Version and patch level of Windows, i.e. XP-Home SP2.


----------



## TerryNet (Mar 23, 2005)

Are you using the Linksys wireless utility or Windows' WZC, and are you sure that the other one is not running?


----------



## jlsmiles22 (Jul 19, 2007)

To John:

*ISP:* Comcast 
*Country:* Maryland, USA
*Modem:* Com 21 DOXport111 Model # DP111
*Router:* Linksys Wireless G Broadband Router 2.4 GHz 802.11g 
Model No. WRT54GS
*Connection:* Wireless
*Adapter:* Linksys Wireless B USB Network Adaptor 2.4 GHz 802.11b 
Model No. WUSB11v4
*Computer:* Compaq Presario SR1303WM
*Windows:* XP

To Terry:

Ok I have no clue what the windows wzc is so I'm guessing I'm not useing that, I believe I'm using the linksys wireless utility.

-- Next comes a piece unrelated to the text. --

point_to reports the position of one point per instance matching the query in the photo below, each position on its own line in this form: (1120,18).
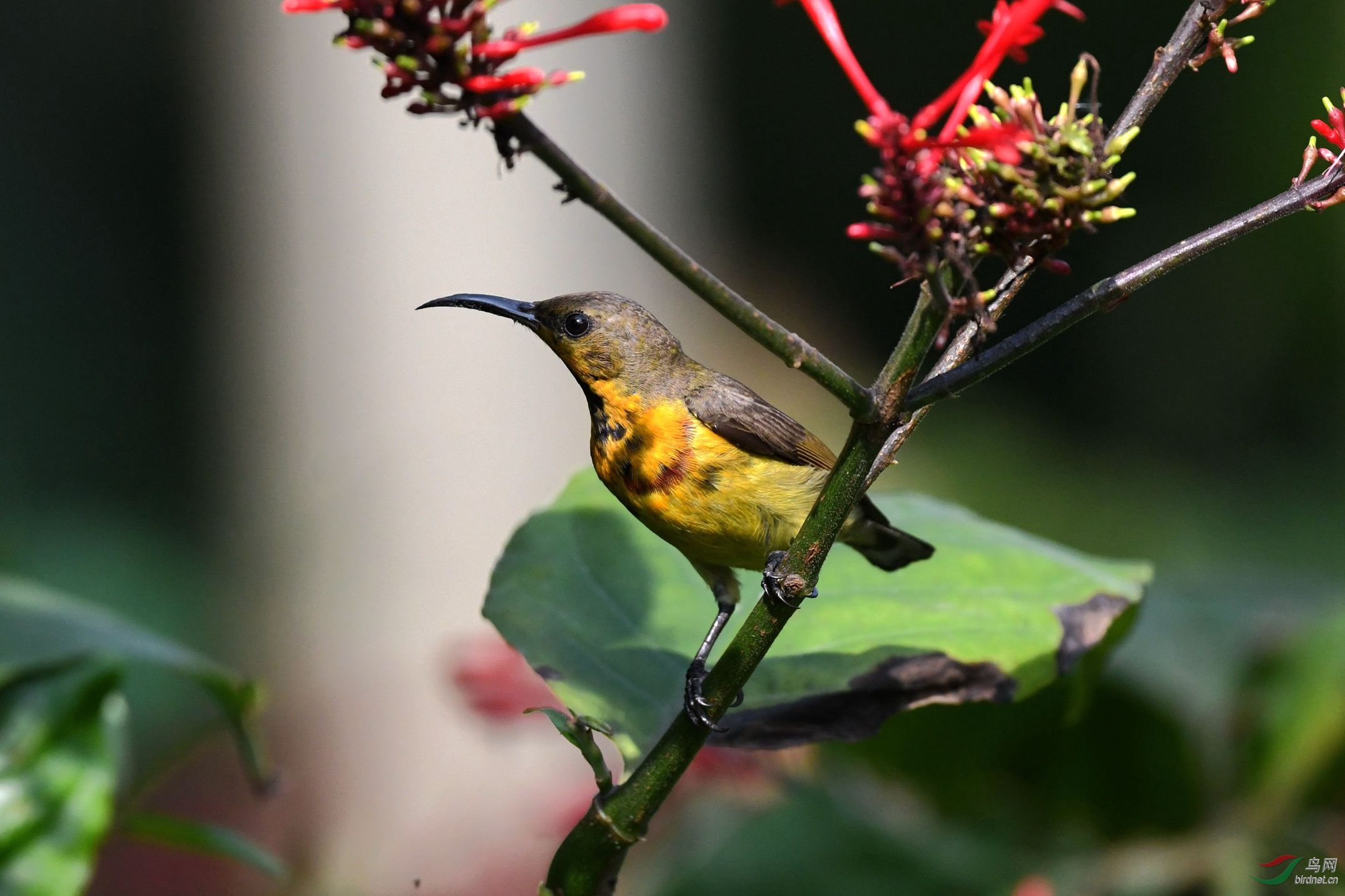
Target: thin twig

As far as I know everything is running, I just can't connect to the wireless network, when I click on the wireless networks box it shows a couple differnt ones, I click to connect to the one I want and when it trys to connect it tells me:

The wireless network is either out of range or no longer exists, try refreshing available networks.

Yet everytime the available networks refresh there it is, out of I think 5 bars of signal it always has at least 3 bars.

Hope that helps some.


----------



## TerryNet (Mar 23, 2005)

I suggest that you try with encryption disabled. Also, since you have a 'b' card, make sure that the wireless mode of the router is NOT "g only." It should be something like "G or B mixed."

You can double check on WZC as follows: Control Panel - Administrative Tools - Services - scroll to Wireless Zero Configuration. If necessary set the Startup Type to 'disabled' and use the Stop button to stop it now.


----------



## jlsmiles22 (Jul 19, 2007)

Terry, I did diable my old LAN setting and put in the new network but it's still doing the same thing, although now at least it is asking me for the network key.

How do I diable the encryption? I can't find any router software on my inlaws computer.

The router just says wireless-G router.....perhaps I do just need a G adaptor, because I don't see anything with B on the router anywhere.


----------



## JohnWill (Oct 19, 2002)

You don't need any router software.

Start, Run, CMD

IPCONFIG

The address of the Default Gateway is the base address of the web setup for your router. Navigate to the wireless configuration section, you can disable encryption there.


----------